Born in 1928, Taylor received his BA and MA from Mount Allison University in Sackville, New Brunswick in 1949 and 1950. The next year in England, he received his ABD in Literature from the University of London. Later in 1978 he received his PhD in Communication from the University of Pennsylvania. Back in Canada Taylor started his career as radio and television producer for the Canadian Broadcasting Corporation in Ottawa in 1956, where in 1963 he became Regional Supervisor. In 1966 he started at the University of Pennsylvania as lecturer and as Director of the TV Laboratory. In 1970 he moved to the Université de Montréal, where he was appointed Professor at the new founded Department of Communication. In 1999 he retired and was named Emeritus Professor. In the 1980s he was also adviser on Planning at the Department of Communications Canada in Ottawa, and board member of the Canadian Workplace Automation Research Centre, later Centre for Information Technology Innovation.
Work
Drawing from research in fields such as organizational psychology, ethnomethodology, phenomenology and collective minding, Taylor developed an original theory oforganizational communication, suggesting that communication is the "site and surface" of organizations, rather than a phenomenon taking place within pre-existing organizations.
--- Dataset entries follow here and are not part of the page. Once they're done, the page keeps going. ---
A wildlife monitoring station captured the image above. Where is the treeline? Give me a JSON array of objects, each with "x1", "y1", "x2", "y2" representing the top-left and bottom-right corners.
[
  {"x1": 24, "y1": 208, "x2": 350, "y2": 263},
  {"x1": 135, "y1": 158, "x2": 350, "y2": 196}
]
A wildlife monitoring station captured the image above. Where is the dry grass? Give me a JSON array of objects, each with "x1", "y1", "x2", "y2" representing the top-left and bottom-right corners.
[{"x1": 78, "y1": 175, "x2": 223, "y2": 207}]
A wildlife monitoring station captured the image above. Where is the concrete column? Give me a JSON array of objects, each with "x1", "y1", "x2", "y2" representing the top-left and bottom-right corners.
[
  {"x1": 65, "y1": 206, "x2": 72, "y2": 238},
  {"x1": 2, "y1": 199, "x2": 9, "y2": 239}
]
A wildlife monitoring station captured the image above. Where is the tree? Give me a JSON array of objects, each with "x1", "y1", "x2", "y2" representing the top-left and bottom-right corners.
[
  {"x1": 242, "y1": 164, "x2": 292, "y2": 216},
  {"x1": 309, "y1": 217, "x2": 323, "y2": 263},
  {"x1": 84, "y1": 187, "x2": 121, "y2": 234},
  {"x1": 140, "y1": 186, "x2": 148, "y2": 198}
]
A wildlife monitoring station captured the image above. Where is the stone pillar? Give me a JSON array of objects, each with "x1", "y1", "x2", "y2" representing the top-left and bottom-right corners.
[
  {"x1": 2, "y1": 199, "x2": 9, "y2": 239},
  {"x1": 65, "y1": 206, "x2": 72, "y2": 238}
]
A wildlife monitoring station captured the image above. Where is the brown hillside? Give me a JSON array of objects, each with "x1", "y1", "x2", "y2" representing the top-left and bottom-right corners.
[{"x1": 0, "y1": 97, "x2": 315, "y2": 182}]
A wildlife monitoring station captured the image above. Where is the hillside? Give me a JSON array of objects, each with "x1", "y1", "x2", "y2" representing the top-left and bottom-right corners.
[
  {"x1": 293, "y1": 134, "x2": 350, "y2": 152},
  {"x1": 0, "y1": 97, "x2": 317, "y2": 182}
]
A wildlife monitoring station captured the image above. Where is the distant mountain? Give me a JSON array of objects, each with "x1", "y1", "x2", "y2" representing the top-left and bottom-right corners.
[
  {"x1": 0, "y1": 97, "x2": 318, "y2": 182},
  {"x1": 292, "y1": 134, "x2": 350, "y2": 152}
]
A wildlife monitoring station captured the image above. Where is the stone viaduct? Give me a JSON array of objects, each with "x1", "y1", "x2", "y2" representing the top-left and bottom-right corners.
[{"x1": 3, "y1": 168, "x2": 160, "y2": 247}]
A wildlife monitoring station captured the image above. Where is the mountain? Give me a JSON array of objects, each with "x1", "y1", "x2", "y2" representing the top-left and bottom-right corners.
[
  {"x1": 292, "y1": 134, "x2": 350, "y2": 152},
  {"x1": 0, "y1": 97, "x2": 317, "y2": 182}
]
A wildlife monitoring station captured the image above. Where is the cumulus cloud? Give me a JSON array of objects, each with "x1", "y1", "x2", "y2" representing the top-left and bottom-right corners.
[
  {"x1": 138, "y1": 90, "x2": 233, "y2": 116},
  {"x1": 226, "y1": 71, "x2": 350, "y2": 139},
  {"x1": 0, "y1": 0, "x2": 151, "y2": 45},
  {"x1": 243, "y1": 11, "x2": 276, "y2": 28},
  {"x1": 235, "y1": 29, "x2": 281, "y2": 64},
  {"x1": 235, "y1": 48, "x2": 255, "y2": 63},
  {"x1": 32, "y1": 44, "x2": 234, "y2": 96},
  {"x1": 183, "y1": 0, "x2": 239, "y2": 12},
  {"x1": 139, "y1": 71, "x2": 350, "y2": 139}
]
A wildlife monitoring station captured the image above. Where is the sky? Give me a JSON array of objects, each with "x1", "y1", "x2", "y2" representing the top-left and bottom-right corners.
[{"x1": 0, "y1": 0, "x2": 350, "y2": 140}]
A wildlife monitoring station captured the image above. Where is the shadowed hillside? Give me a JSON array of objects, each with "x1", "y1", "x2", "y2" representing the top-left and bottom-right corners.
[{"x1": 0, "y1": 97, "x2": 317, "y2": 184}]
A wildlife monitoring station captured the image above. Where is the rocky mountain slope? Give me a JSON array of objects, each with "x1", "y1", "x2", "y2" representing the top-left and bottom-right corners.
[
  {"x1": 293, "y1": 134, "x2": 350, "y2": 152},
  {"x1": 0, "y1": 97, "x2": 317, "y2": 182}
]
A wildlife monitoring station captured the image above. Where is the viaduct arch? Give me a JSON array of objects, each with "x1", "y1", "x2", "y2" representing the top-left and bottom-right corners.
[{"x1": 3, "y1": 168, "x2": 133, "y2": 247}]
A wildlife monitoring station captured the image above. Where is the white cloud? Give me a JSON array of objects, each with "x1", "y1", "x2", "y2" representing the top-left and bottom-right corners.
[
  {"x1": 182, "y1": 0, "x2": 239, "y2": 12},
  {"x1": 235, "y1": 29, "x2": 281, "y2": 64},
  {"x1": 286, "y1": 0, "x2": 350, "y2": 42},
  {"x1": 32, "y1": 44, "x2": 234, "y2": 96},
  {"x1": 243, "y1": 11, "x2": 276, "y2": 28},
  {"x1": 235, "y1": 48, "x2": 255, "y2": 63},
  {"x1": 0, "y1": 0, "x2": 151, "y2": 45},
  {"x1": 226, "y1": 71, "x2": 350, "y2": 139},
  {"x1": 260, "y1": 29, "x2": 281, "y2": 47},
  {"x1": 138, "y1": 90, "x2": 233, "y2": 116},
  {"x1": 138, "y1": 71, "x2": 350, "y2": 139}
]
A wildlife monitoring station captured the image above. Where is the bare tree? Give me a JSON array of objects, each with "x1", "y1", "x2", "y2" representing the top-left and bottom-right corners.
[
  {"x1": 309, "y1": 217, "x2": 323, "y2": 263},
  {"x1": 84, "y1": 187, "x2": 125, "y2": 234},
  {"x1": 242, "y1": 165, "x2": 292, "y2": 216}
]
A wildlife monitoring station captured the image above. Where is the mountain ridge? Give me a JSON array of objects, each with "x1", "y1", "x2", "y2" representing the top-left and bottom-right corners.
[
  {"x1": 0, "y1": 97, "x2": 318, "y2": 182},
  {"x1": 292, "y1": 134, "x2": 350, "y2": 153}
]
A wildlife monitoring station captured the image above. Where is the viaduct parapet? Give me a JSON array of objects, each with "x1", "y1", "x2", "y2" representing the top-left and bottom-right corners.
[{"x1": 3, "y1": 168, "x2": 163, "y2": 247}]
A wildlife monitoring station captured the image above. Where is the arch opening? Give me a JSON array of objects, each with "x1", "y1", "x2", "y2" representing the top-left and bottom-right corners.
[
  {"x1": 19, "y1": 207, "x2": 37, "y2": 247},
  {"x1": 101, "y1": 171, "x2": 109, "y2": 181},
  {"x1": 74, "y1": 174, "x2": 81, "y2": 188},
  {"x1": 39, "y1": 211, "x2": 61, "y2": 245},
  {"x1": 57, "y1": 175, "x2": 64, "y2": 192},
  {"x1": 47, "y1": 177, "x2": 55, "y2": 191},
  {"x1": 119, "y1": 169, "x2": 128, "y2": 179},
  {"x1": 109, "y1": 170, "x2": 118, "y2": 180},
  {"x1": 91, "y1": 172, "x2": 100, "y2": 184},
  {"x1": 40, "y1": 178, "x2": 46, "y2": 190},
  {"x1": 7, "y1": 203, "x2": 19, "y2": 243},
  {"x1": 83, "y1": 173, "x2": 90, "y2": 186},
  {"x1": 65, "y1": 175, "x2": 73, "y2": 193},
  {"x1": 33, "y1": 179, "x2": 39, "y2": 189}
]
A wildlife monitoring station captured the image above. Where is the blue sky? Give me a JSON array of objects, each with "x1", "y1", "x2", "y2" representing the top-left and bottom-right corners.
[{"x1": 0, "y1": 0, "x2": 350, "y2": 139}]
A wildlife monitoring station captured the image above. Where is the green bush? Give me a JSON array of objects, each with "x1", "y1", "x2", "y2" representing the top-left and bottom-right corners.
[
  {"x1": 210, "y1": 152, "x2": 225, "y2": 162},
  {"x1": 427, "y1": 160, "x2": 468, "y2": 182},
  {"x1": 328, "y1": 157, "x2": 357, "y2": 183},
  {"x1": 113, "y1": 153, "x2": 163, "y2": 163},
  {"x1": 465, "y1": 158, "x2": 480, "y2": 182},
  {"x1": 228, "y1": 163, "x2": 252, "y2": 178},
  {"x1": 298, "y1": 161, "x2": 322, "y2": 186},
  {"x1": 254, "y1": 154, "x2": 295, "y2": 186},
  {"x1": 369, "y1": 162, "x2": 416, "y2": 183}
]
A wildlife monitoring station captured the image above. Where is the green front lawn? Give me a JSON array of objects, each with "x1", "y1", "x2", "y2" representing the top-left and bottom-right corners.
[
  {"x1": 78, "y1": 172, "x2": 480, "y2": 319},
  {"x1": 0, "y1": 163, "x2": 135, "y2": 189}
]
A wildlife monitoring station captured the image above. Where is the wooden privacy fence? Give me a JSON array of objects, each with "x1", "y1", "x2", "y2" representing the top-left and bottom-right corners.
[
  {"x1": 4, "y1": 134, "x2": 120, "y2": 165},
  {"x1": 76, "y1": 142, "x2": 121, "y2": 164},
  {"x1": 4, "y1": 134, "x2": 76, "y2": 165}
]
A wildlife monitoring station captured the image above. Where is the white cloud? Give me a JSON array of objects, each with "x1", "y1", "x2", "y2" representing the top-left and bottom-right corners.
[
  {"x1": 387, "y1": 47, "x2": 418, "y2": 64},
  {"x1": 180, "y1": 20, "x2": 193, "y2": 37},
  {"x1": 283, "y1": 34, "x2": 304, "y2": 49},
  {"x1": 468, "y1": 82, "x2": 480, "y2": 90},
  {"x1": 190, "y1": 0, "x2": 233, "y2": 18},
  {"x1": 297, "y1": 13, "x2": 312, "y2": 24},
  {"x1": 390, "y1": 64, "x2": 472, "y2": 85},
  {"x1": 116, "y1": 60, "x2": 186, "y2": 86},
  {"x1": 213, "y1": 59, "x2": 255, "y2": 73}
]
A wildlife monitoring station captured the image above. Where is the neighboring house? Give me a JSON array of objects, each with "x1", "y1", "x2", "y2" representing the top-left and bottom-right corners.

He uses interaction and conversation analysis to understand the processes by which organizations and organizational roles emerge and are maintained. The line of thought initiated by James Taylor has come to be known as "The Montreal School" of organizational communication, sometimes referred to as TMS, and has been acknowledged as an original theory by such authors as Haridimos Tsoukas, Linda Putnam, Karl E. Weick, Barbara Czarniawska.
Selected bibliography
Cooren, F., J. R. Taylor, & E. J. Van Every . Communication as organizing: Empirical and Theoretical Explorations In the dynamic of text and conversation. Mahwah, NJ: Lawrence Erlbaum Associates.
Taylor, J. R. & E. J. Van Every. The Emergent Organization: Communication as its Site and Surface. Mahwah, NJ: Lawrence Erlbaum Associates.
Taylor, J. R.. Rethinking the theory of organizational communication : how to read an organization. Norwood, NJ: Ablex Publishing.